Paraíso
Paraíso poderia se chamar "onde eu moro", mas não é esse o nome. Dias diferentes sempre foram difíceis de ser vividos aqui nessa pequena vila de pescadores que foi crescendo. Já havia virado rotina, eram as mesmas coisas todos os anos. Quando criança tinha muitos amigos. Vivia correndo pelas ruas, jogando bola, subindo nas arvores, brincando de esconde-esconde. Tudo tão interessante. O primeiro beijo, as brincadeiras de salada mista e verdade ou conseqüência. Eu era tão nova e já estava descobrindo um pouco da vida. Era sempre tão bom está com aquelas mesmas pessoas, eu nem sabia que elas um dia iriam embora.

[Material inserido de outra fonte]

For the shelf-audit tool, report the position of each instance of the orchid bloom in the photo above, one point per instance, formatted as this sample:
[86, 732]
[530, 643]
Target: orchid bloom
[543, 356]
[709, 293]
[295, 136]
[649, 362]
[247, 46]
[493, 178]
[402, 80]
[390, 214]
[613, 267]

Um dia como outro qualquer, em um domingo normal, acordei aos gritos da minha mãe pedindo por socorro. Eu entrei em pânico, não entendia o porquê de toda aquela gritaria. O porquê de toda aquela agitação. Fiquei sem entender por alguns instantes...
Era fria a noite anterior, era sábado, passava um bom filme na TV e eu havia decidido ir dormir na sala. Quando acordei na manhã do dia seguinte eu descobri que tinham arrancado parte do meu coração, quando entrei no meu quarto, eu entendi o porquê de toda aquela agitação. Minha irmã estava muito mal, me perguntei rapidamente: “mas porque minha irmã? Ela é tão boa, tão cheia de saúde,sempre com um sorriso no rosto"! Por que Deus tinha decidido levar ela, logo ela? Naquele momento em que eu a vi se debatendo naquela cama entrei em desespero. Minhas pernas tremiam, escorriam lágrimas de meus olhos, eu não sabia o que fazer. Minha mãe então me mandou chamar alguém pra ajudar. Mas minhas pernas não obedeciam minhas ordens. Até então, corri. Fui chamar meu tio, mas como eu diria pra ele algo tão inesperado? Então, deixei meu coração falar e gritei com voz de desespero: "Me ajuda, minha irmã está morrendo"! Ele correu e ajudou meu pai a levar minha irmã para o posto de saúde. A levaram em um buggy ...No lugar onde eu disse que poderia se chamar “paraíso” não tinha ambulância, nem mesmo assistência médica. Quando chegaram ao posto, ela deu seu “último suspiro” e não aguentara mais. Ela morreu, mas onde eu estava não sabia o que havia ocorrido. Quando a levaram fiquei cheia de esperanças que ela voltaria pra casa dando aquela gargalhada memorável. Todo mundo foi chegando aos poucos, gente e mais gente, o telefone tocava. Eram amigos, conhecidos, pessoas de longe. E mesmo assim já sabiam do que estava acontecendo. Atendi inúmeras ligações sem saber o que dizer, mas a ligação que eu tanto esperava não chegava: “a ligação do meu pai” . Porém ele já tinha ido pra Jijoca, Acarau, Fortaleza e nada do telefone tocar. Nada deles chegarem. Fiquei na calçada, sentada e quando eu escutava o barulho de um carro me levantava rapidamente pra ver quem era. Uma tarde quase toda nessa angustiante espera...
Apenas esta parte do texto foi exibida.